I will describe two new quantum information theoretic probes of bulk geometry that access information inaccessible to spacelike geodesics. The first arises from considering a parallel transport process of modular Hamiltonians on the boundary under a change of state. I will show that the Berry curvature for this process computes the entanglement wedge symplectic form associated to a family of Euclidean cosmic brane solutions. Next, I will derive the circuit complexity for conformal field theory in arbitrary dimensions. I will show that circuits are dual to timelike geodesics in the bulk, and that the complexity metric admits a simple bulk geometric description in terms of distances between geodesics. In either case, these quantities are governed by the geometry of coadjoint orbits, which are special symplectic manifolds arising from group theory. The state-changing modular Berry transport process naturally describes the geometry of new, Virasoro-like coadjoint orbits that extend beyond the current classification. The complexity metric describes the geometry of a particular coadjoint orbit of the conformal group in arbitrary dimensions.

03.11.2021 (Wednesday)

AdS Bulk Locality from Sharp CFT Bounds

Regular Seminar Dalimil Mazac (IAS)

at:
13:45 KCL
room Online
abstract:

It has been a long-standing conjecture that any CFT with a large central charge and a large gap M in the spectrum of single-trace operators must be dual to a local effective field theory in AdS. In my talk, I will discuss a proof of a sharp form of this conjecture. In particular, I will explain how to derive numerical bounds on bulk Wilson coefficients in terms of M using the conformal bootstrap. The bounds exhibit scaling in M expected from dimensional analysis in the bulk. The main technical tools are dispersive CFT sum rules. These sum rules provide a dictionary between CFT dispersion relations and S-matrix dispersion relations in appropriate limits. This dictionary allows one to apply recently-developed flat-space methods to construct positive CFT functionals.
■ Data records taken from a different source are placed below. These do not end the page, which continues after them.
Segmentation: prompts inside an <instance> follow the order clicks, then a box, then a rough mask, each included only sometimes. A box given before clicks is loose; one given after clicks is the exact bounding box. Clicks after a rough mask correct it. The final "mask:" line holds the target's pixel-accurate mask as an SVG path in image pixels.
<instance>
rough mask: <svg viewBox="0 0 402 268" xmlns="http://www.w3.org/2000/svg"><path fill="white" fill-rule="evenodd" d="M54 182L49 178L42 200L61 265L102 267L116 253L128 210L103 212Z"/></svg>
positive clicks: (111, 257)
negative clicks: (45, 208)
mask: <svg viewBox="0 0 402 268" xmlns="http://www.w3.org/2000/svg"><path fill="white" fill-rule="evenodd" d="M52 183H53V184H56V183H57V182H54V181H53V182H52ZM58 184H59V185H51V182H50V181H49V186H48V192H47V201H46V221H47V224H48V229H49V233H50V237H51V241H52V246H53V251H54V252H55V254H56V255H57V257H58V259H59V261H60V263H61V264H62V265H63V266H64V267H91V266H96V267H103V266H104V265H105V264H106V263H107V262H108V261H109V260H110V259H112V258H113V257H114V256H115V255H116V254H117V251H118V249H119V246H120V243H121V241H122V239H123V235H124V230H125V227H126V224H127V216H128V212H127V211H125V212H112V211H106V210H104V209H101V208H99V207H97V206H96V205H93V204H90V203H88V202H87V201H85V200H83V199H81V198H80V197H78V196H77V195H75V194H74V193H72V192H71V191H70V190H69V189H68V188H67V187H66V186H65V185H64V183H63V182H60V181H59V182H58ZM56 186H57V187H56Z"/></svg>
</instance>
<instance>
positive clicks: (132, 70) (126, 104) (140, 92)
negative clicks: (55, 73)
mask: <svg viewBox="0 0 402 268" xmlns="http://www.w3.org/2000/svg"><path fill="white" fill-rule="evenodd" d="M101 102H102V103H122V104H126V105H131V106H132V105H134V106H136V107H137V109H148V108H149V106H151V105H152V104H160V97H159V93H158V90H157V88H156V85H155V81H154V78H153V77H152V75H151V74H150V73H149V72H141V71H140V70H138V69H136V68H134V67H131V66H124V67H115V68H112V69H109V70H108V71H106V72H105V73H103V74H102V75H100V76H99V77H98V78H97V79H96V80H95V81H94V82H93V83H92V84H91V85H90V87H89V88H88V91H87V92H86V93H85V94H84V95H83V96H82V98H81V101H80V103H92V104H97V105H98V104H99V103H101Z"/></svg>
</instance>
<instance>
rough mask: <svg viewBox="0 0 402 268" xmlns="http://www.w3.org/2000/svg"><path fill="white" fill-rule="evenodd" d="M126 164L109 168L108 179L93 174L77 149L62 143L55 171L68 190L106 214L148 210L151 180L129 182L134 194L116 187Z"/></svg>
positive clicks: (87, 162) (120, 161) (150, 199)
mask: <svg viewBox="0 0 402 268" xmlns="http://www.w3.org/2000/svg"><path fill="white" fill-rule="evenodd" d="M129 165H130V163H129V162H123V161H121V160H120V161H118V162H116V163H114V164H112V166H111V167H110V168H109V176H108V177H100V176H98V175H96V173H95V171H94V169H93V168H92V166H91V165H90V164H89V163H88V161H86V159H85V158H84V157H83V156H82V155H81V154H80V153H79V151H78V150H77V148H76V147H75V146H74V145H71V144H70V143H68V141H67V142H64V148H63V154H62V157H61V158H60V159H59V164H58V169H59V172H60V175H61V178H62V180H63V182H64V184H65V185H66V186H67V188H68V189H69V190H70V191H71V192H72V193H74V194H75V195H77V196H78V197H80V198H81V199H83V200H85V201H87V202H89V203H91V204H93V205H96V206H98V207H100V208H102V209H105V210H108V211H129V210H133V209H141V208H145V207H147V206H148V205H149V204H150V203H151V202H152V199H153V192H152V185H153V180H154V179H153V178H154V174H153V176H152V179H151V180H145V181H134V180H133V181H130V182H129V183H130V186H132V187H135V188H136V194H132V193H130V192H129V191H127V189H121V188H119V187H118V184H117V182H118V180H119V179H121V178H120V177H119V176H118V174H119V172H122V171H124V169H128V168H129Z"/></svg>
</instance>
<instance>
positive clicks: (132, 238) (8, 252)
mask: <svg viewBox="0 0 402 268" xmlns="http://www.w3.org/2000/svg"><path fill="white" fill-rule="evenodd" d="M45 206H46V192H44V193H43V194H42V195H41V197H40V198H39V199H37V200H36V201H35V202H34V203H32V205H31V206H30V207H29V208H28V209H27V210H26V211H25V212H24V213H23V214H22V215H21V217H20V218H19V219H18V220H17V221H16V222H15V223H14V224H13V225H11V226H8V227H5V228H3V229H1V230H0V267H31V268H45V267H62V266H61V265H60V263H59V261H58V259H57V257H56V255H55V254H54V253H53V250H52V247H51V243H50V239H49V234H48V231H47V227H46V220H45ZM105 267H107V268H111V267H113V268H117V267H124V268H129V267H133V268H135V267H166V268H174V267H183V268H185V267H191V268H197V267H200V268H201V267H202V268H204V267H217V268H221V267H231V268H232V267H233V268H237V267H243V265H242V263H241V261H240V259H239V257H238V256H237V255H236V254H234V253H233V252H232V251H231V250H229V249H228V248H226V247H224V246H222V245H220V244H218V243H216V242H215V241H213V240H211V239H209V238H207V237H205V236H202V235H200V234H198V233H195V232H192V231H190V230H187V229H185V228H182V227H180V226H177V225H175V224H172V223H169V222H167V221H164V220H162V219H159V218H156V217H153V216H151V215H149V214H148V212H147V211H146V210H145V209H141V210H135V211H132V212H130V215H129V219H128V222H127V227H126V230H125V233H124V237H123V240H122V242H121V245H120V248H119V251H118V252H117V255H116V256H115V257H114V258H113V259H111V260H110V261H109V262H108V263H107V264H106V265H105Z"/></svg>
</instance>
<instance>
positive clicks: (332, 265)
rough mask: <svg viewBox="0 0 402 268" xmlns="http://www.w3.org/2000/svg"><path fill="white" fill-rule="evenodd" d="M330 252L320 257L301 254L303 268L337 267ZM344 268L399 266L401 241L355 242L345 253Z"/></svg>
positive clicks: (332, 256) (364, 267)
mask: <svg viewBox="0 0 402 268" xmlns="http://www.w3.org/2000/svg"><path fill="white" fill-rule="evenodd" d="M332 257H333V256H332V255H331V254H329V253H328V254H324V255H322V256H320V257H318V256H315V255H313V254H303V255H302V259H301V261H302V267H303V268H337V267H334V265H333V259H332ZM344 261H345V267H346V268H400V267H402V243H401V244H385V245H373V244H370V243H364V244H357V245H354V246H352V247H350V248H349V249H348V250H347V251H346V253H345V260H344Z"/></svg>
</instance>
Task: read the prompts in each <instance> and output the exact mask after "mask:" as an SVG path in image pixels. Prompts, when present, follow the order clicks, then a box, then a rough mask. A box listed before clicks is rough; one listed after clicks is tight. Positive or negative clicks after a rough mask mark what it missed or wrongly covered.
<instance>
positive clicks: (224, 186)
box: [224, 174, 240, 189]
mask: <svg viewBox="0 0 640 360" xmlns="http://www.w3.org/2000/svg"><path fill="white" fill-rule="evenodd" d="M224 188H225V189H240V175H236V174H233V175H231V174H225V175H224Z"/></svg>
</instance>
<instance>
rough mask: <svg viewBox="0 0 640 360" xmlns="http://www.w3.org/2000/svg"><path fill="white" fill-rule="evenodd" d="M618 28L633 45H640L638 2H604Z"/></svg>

My talk will be based on https://arxiv.org/pdf/2106.10274.pdf, which is joint work with S. Caron-Huot, L. Rastelli, and D. Simmons-Duffin.

02.11.2021 (Tuesday)

A new look at the gravitational entropy formula

Exceptional Seminar Jennifer Lin (Oxford U.)

at:
13:00 KCL
room K0.16
abstract:

The Ryu-Takayanagi formula and its generalizations have led to a surprising amount of progress in our understanding of quantum gravity in the last fifteen years, culminating in the recent derivation of the Page curve in toy models of evaporating black holes. However, we still don’t understand why these formulas are true from a canonical point of view. In this talk, I will attempt to make progress on this problem by developing an analogy between gravitational entropy formulas in low-dimensional examples of holography and similar-looking formulas that have appeared in the study of entanglement entropy in emergent gauge theories. This talk will be based on 1807.06575, 2107.11872, and 2107.12634.